O que chamamos de problemas são apenas sintomas, que aumentam e se multiplicam porque não abordamos a vida como um todo, mas a dividimos em problemas econômicos, sociais ou religiosos. Se vocês olharem para todas as várias soluções que são oferecidas para as várias perniciosidades, vocês verão que elas lidam com os problemas separadamente, em compartimentos isolados e não abordam os problemas religiosos, sociais e econômicos de forma abrangente, como um todo. Agora, é minha intenção mostrar que enquanto lidarmos com esses problemas separadamente, de forma isolada, nós apenas aumentaremos a incompreensão e, portanto, o conflito e, desse modo, o sofrimento e a dor; ao passo que, enquanto não lidarmos com os problemas sociais, religiosos e econômicos como um todo, de forma abrangente, não separadamente, vendo a conexão delicada e sutil entre o que chamamos de problemas religiosos, sociais e econômicos – até que vocês vejam essa conexão real, essa conexão íntima e sutil entre esses três, seja qual for o problema que vocês possam ter, vocês não vão resolvê-los. Vocês apenas aumentarão a luta. Embora possamos pensar que resolvemos um problema, esse problema surge novamente de uma forma diferente, então passamos a vida resolvendo problema após problema, luta após luta, sem compreender completamente o significado de nossa vida.
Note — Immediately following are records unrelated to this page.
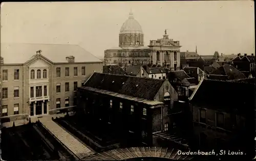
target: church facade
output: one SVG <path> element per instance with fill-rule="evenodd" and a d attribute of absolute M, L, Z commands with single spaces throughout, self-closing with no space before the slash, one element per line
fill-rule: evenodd
<path fill-rule="evenodd" d="M 104 51 L 104 65 L 156 65 L 172 70 L 180 69 L 179 41 L 169 39 L 166 30 L 162 39 L 151 40 L 144 46 L 144 34 L 141 25 L 131 12 L 121 28 L 119 46 Z"/>

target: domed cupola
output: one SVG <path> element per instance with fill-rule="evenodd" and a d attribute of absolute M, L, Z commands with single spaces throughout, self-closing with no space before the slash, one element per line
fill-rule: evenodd
<path fill-rule="evenodd" d="M 144 46 L 143 33 L 141 26 L 134 19 L 132 11 L 129 18 L 123 23 L 119 33 L 119 46 Z"/>

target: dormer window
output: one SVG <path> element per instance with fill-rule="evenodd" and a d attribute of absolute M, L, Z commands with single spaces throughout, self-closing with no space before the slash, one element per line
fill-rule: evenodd
<path fill-rule="evenodd" d="M 68 56 L 66 57 L 66 60 L 69 63 L 74 63 L 75 62 L 75 57 L 74 56 Z"/>

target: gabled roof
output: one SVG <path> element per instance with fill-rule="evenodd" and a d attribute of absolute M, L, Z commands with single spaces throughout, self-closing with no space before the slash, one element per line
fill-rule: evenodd
<path fill-rule="evenodd" d="M 216 70 L 216 68 L 215 68 L 214 67 L 212 66 L 208 66 L 208 67 L 204 67 L 204 71 L 207 73 L 207 74 L 209 74 Z"/>
<path fill-rule="evenodd" d="M 254 106 L 254 85 L 203 79 L 189 98 L 192 103 L 241 109 Z M 218 93 L 218 101 L 216 100 Z"/>
<path fill-rule="evenodd" d="M 212 80 L 226 81 L 229 79 L 228 76 L 223 75 L 208 74 L 206 75 L 206 78 Z"/>
<path fill-rule="evenodd" d="M 130 65 L 126 67 L 125 71 L 130 75 L 137 75 L 140 70 L 140 65 Z"/>
<path fill-rule="evenodd" d="M 246 78 L 246 76 L 231 65 L 225 65 L 211 73 L 211 74 L 227 75 L 229 79 Z"/>
<path fill-rule="evenodd" d="M 85 86 L 154 100 L 165 80 L 95 72 Z"/>
<path fill-rule="evenodd" d="M 184 79 L 190 78 L 186 72 L 183 70 L 172 71 L 168 73 L 168 78 L 170 80 L 174 80 L 175 78 L 179 78 L 180 81 Z"/>
<path fill-rule="evenodd" d="M 5 64 L 24 64 L 36 51 L 53 63 L 68 63 L 66 57 L 73 56 L 75 63 L 102 62 L 98 58 L 77 45 L 1 43 L 1 56 Z"/>
<path fill-rule="evenodd" d="M 118 75 L 129 75 L 128 73 L 119 65 L 104 65 L 103 66 L 103 73 Z"/>

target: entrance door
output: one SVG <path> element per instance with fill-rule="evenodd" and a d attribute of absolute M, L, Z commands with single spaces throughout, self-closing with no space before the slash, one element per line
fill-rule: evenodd
<path fill-rule="evenodd" d="M 34 102 L 30 103 L 30 116 L 34 116 Z"/>
<path fill-rule="evenodd" d="M 47 114 L 47 101 L 44 102 L 44 114 Z"/>
<path fill-rule="evenodd" d="M 36 101 L 35 103 L 35 115 L 39 115 L 42 114 L 42 101 Z"/>

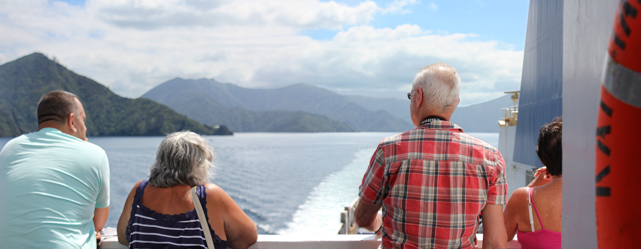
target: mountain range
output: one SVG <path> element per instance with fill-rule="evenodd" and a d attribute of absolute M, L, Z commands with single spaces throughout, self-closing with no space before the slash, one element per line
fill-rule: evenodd
<path fill-rule="evenodd" d="M 344 96 L 305 83 L 259 89 L 177 78 L 138 99 L 122 98 L 36 53 L 0 65 L 0 136 L 35 130 L 38 99 L 56 89 L 81 99 L 90 136 L 162 135 L 182 130 L 215 134 L 231 133 L 229 129 L 317 132 L 413 128 L 409 100 Z M 451 120 L 467 132 L 497 132 L 501 108 L 512 105 L 505 96 L 460 107 Z"/>
<path fill-rule="evenodd" d="M 0 136 L 37 130 L 38 101 L 54 90 L 78 96 L 87 115 L 88 136 L 163 135 L 183 130 L 213 135 L 225 130 L 201 125 L 149 99 L 121 97 L 35 53 L 0 65 Z"/>
<path fill-rule="evenodd" d="M 269 124 L 286 125 L 303 117 L 337 128 L 319 130 L 323 132 L 392 132 L 412 128 L 410 123 L 387 110 L 369 110 L 346 96 L 304 83 L 254 89 L 210 79 L 177 78 L 141 98 L 166 105 L 204 124 L 226 124 L 238 132 L 286 131 L 274 130 L 276 124 Z"/>
<path fill-rule="evenodd" d="M 282 128 L 303 117 L 313 117 L 315 123 L 331 123 L 324 126 L 328 128 L 341 125 L 344 129 L 302 130 L 307 132 L 351 131 L 347 127 L 360 132 L 403 132 L 414 127 L 409 99 L 344 96 L 304 83 L 257 89 L 213 79 L 177 78 L 141 98 L 166 105 L 203 123 L 226 124 L 238 132 L 290 131 Z M 501 108 L 512 105 L 510 96 L 506 95 L 459 107 L 451 121 L 467 132 L 498 132 Z"/>

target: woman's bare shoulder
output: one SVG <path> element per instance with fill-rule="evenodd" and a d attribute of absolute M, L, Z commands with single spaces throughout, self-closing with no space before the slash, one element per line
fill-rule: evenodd
<path fill-rule="evenodd" d="M 529 196 L 529 188 L 528 187 L 520 187 L 515 190 L 514 192 L 512 192 L 512 195 L 510 196 L 510 200 L 508 200 L 508 205 L 527 203 Z"/>

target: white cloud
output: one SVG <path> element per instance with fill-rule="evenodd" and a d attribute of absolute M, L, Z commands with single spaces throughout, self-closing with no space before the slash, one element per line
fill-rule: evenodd
<path fill-rule="evenodd" d="M 403 9 L 403 7 L 407 5 L 413 5 L 416 3 L 418 3 L 416 0 L 394 0 L 387 6 L 387 8 L 383 10 L 383 13 L 400 13 L 404 14 L 411 13 L 411 11 Z"/>
<path fill-rule="evenodd" d="M 402 10 L 413 3 L 397 0 L 382 8 L 371 1 L 348 6 L 315 0 L 88 0 L 82 8 L 3 1 L 0 63 L 42 51 L 134 98 L 174 77 L 248 87 L 306 82 L 406 92 L 420 68 L 440 62 L 458 70 L 467 94 L 462 96 L 518 89 L 522 51 L 473 34 L 367 24 L 393 5 Z M 322 41 L 300 35 L 315 28 L 341 31 Z"/>

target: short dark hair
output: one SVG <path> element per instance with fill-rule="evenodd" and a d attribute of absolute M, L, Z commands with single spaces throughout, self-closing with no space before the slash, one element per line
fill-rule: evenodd
<path fill-rule="evenodd" d="M 537 155 L 547 172 L 553 176 L 563 175 L 563 146 L 561 142 L 563 118 L 554 117 L 539 130 Z"/>
<path fill-rule="evenodd" d="M 54 121 L 63 123 L 72 112 L 77 112 L 75 99 L 78 96 L 69 92 L 54 90 L 49 92 L 38 102 L 38 125 Z"/>

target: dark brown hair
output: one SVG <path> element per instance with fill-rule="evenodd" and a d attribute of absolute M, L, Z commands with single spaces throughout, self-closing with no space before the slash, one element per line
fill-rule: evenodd
<path fill-rule="evenodd" d="M 537 155 L 547 167 L 547 172 L 553 176 L 563 175 L 562 125 L 563 119 L 560 116 L 554 117 L 552 122 L 541 127 L 537 140 Z"/>
<path fill-rule="evenodd" d="M 44 94 L 38 102 L 38 125 L 54 121 L 63 123 L 69 114 L 76 112 L 75 94 L 63 90 L 54 90 Z"/>

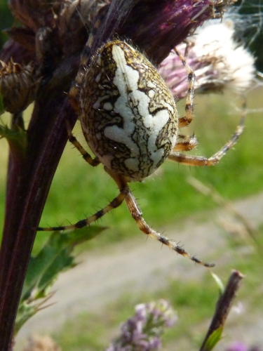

Assim, para compreendermos a íntima conexão entre o que chamamos de problemas religiosos, sociais e econômicos, deve haver uma reorientação completa do pensamento – ou seja, cada indivíduo não deve mais ser uma engrenagem, uma máquina, seja na estrutura social ou religiosa. Olhem e vocês verão que a maioria dos seres humanos são escravos, apenas engrenagens nessa máquina. Eles não são verdadeiramente seres humanos, mas apenas reações a um ambiente definido e, portanto, não há verdadeira ação individual, pensamento individual; e para descobrirem essa íntima relação entre todas as nossas ações, sejam elas religiosas, políticas ou sociais, vocês devem pensar como indivíduos, não como um grupo, não como um corpo coletivo; e essa é uma das coisas mais difíceis de fazer, para os indivíduos saírem da estrutura social ou religiosa e examiná-la criticamente, para descobrirem o que é falso e o que é verdadeiro nessa estrutura. E então verão que vocês não estão mais preocupados com um sintoma, mas estão tentando descobrir a causa do problema em si, e não apenas lidando com os sintomas.

Talvez alguns de vocês digam no final de minha palestra que não lhes dei nada de positivo, nada em que possam trabalhar definitivamente, um sistema que possam seguir. Eu não tenho nenhum sistema. Eu penso que os sistemas são coisas perniciosas, porque eles podem aliviar os problemas momentaneamente, mas se vocês apenas seguirem um sistema, vocês são um escravo dele. Vocês apenas substituem um sistema antigo por um novo, o que não traz compreensão. O que traz compreensão não é buscar um sistema novo, mas descobrir por si mesmo como indivíduo – não como uma máquina coletiva, mas como indivíduo – o que é falso e o que é verdadeiro no sistema existente, não substituir um sistema antigo por um novo.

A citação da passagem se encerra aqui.